Edge is no worse that chrome, which by all accounts what most people use. In fact for work purposes edge is better for me, I don't care if Microsoft know what I do at work. - or at all frankly

Do you care if the US government knows? Microsoft is their single biggest voluntary informant in Big Tech.
 
Chrome is horribly heavy for RAM when you start to open tabs. People running into low memory can use OneTab extension, which transforms all tabs into a link list. Awesome solution.
 
Classic comment section for Microsoft Edge. The usual "it's reporting everything I do!" Arguments, by someone probably using Chrome, or Firefox, or Safari, or really any of the big browsers, they're all as bad as each other at this point.
 
But at same time, windows 10 wasted like 1 Zetabyte of ram, so it kinda comes even?
 
I was fine without internet explorer, I'll be fine without edge. I see no reason in using telemetry filled product.

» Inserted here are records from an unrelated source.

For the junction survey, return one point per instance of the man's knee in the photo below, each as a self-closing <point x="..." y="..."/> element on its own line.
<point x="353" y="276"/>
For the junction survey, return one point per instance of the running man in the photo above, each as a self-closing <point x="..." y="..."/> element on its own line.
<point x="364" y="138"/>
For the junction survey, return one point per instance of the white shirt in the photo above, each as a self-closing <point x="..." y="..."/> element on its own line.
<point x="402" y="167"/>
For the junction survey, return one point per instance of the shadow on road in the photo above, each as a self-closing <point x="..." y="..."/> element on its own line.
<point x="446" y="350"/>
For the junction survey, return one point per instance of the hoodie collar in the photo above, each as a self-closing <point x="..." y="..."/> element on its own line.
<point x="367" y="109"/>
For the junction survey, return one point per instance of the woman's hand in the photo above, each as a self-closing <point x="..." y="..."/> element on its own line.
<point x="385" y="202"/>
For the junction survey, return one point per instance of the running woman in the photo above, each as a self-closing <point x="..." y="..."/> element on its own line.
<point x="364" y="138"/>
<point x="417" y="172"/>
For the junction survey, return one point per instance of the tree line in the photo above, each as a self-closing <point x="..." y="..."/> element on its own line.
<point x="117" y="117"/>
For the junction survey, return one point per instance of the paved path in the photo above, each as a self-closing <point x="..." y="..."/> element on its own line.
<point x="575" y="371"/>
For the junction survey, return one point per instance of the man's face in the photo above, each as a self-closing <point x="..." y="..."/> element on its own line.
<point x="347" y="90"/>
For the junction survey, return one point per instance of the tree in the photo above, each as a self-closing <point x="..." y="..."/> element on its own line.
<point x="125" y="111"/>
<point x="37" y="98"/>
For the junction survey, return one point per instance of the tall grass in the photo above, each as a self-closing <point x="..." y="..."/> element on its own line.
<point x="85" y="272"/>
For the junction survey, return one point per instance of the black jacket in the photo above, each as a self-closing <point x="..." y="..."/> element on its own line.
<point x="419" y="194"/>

So my guess is that you are using a dumb phone, some obsure linux release and a 'oos version of web browser? Because everything else has in one way or another telemetry in the product. ;)
 
So my guess is that you are using a dumb phone, some obsure linux release and a 'oos version of web browser? Because everything else has in one way or another telemetry in the product. ;)
nah, wrong guess;) And I'm not against telemetry as a general idea, but I want to reduce collected data as much as possible, and allowing only one company to know everything about you is not to my liking.
It is easy to block telemetry servers, use duck duck go search engine / browser, and be concious of your digital footprint. And when you have so huge company like MS, who is well known for aggresive expansion by any means necessary, with history of poor browsers, integration, data access (what other company fully analyse your privately stored pictures??) then it is just normal to reduce your exposure to it.
And nah, you don't need to use any obscure linux releases; there are nearly no linux distros who do telemetry out of the box so you'd be fine even with a Deepin ;)
 
So, Microsoft joins the club of shady companies (usually "cleaner" product creators) throwing around random, false, wholly impressive and totally unrealistic numbers of data-saving goodness.